The first thing I knew I wanted was lots of words! I’ve bought too many Tarot books that had lots of pictures, but just not really enough words to really sink into. I’m sure the length of my book (395 pages in the paperback- and no pictures-slightly more in the Kindle edition) puts some people off – but then, we can never please everyone.

I knew I wanted the book to refer to the pictures in the Rider-Waite Tarot, and to be practical. I could have created a book that was more generalised and appealed to a wider audience, but it would also dilute how well the book would teach Tarot. So, I stuck with my niche, even though it meant a smaller available audience.

Most of all I wanted to include my story in my book, to personalise the cards.

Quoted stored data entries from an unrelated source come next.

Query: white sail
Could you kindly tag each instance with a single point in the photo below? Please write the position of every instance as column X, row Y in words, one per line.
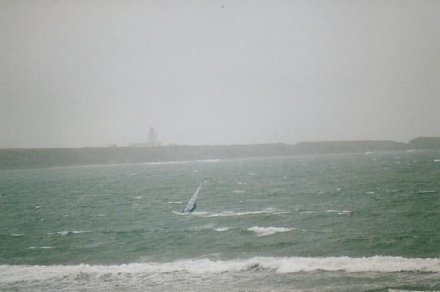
column 191, row 206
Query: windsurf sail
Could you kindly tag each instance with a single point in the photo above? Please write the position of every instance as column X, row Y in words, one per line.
column 191, row 206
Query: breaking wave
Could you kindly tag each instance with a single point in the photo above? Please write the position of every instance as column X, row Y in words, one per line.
column 14, row 273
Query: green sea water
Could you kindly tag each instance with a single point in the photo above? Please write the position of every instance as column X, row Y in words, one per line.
column 347, row 222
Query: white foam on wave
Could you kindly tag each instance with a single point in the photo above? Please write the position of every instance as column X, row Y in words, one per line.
column 386, row 264
column 67, row 232
column 265, row 231
column 222, row 229
column 340, row 212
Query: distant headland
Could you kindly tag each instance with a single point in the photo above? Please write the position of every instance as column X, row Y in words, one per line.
column 54, row 157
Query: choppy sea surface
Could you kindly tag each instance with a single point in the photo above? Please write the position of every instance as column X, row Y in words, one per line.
column 347, row 222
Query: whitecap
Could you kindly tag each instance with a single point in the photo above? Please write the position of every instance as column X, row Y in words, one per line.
column 340, row 212
column 382, row 264
column 222, row 229
column 265, row 231
column 66, row 232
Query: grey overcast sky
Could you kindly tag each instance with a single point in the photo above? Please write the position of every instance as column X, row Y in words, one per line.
column 98, row 72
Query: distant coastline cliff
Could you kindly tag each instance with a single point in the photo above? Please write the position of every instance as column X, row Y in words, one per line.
column 41, row 158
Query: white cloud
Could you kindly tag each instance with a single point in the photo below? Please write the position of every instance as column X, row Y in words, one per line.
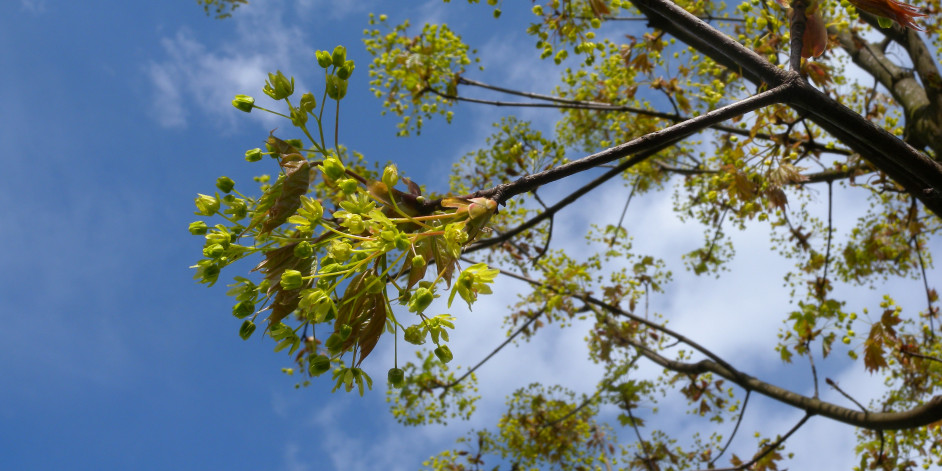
column 194, row 81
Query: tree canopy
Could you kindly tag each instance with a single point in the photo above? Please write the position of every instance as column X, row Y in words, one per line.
column 749, row 114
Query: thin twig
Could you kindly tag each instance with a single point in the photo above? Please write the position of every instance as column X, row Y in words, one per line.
column 742, row 412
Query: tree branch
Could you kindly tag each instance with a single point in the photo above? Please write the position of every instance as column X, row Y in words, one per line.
column 925, row 414
column 913, row 170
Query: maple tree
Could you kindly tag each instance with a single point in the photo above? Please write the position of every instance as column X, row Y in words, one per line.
column 740, row 109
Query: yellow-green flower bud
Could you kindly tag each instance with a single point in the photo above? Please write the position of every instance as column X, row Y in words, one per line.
column 414, row 335
column 206, row 205
column 278, row 86
column 396, row 377
column 346, row 70
column 198, row 228
column 339, row 56
column 225, row 184
column 253, row 155
column 390, row 176
column 308, row 102
column 298, row 117
column 336, row 87
column 348, row 186
column 323, row 59
column 332, row 168
column 303, row 249
column 418, row 262
column 244, row 103
column 420, row 300
column 243, row 309
column 339, row 251
column 444, row 354
column 213, row 251
column 291, row 279
column 373, row 284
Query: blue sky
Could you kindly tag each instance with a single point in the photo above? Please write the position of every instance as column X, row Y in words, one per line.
column 114, row 114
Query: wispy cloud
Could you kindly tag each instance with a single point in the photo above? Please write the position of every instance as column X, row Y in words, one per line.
column 197, row 81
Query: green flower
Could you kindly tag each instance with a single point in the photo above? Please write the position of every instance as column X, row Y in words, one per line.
column 390, row 176
column 225, row 184
column 333, row 168
column 244, row 103
column 308, row 102
column 278, row 86
column 336, row 87
column 298, row 117
column 303, row 249
column 346, row 70
column 396, row 377
column 291, row 279
column 323, row 59
column 253, row 155
column 444, row 354
column 420, row 300
column 206, row 205
column 339, row 56
column 414, row 334
column 473, row 281
column 243, row 309
column 198, row 228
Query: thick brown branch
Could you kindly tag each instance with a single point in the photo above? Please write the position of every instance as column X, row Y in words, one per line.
column 919, row 175
column 566, row 103
column 647, row 144
column 915, row 417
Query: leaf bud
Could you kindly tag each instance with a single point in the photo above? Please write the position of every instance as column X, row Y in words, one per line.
column 245, row 331
column 213, row 251
column 303, row 249
column 348, row 186
column 414, row 335
column 291, row 279
column 374, row 285
column 332, row 168
column 390, row 176
column 345, row 331
column 339, row 251
column 444, row 353
column 420, row 300
column 318, row 365
column 253, row 155
column 396, row 376
column 418, row 262
column 244, row 103
column 225, row 184
column 198, row 228
column 206, row 205
column 333, row 343
column 346, row 70
column 308, row 102
column 243, row 309
column 339, row 56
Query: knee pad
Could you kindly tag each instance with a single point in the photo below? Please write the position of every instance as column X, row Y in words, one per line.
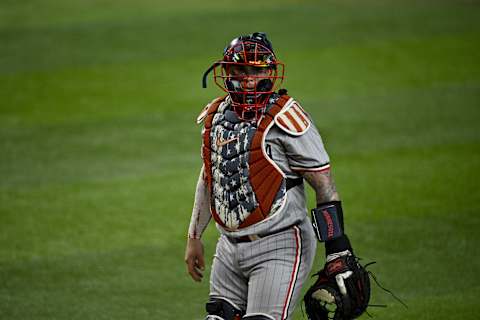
column 220, row 309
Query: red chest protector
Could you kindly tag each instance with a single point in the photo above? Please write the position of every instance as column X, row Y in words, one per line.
column 265, row 177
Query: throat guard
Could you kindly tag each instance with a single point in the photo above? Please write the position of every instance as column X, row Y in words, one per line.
column 245, row 185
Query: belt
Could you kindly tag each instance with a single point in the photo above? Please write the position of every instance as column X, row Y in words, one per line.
column 254, row 237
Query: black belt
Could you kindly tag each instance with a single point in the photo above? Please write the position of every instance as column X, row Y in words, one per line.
column 293, row 182
column 254, row 237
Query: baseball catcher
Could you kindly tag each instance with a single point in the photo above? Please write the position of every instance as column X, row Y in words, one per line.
column 259, row 145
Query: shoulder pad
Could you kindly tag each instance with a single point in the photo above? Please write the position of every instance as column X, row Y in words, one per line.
column 293, row 119
column 204, row 112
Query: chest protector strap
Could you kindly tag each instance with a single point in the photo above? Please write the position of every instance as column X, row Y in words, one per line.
column 264, row 176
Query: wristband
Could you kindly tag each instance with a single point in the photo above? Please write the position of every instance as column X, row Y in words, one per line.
column 327, row 220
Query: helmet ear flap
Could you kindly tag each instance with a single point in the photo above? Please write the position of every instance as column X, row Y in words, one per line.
column 264, row 85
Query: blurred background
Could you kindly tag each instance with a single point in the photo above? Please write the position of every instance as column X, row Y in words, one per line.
column 99, row 150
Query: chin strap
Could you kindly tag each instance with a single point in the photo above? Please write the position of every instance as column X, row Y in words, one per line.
column 205, row 75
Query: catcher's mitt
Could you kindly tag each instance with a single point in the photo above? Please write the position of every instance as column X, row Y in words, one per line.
column 341, row 292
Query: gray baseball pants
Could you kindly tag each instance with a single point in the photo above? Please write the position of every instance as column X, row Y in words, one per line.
column 264, row 276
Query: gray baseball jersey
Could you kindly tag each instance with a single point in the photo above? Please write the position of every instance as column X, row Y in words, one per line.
column 264, row 276
column 293, row 154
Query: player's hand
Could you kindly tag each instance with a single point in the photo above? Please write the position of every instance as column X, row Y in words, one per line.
column 194, row 259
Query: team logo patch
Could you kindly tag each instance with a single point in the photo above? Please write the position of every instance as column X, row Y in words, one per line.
column 293, row 119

In my first ever series of workshops I just talked at the students, whilst holding cards up. I’m very grateful that I was called out on this and asked to demonstrate a spread. I jumped onto the table, sat in the middle and demonstrated a “dummy” spread. But as I looked at the cards, I realised it was not a dummy spread at all. It was about me, and deeply personal. But I was sat on the table, everyone was looking at me- I kind of had to read out loud and get over my embarrassment of talking on such a personal level. Or look like a complete idiot and climb off the table saying nothing (it was touch and go for a moment!) Since then I have stuck with the same formula. I share my readings, and use my life to illustrate the cards.

My style does not suit everyone. Some find it too personal, others of course love the personal context.

This blog seems to have created a narrative of it’s own somehow. But to swing around to the start.

As a Tarot pro you will never please everyone.

If you are deeply intuitive some will want more logical.

If you are psychological based some will want more spiritual.

If you are long and drawn out, some will feel frustrated. If you are short and to the point some will wish for more.

Work out your strengths, your skills, your nuances as a Tarot reader- and market how these can help a client. It is a crowded market, but there is always room for helpful and accurate Tarot readers- whatever your style may be.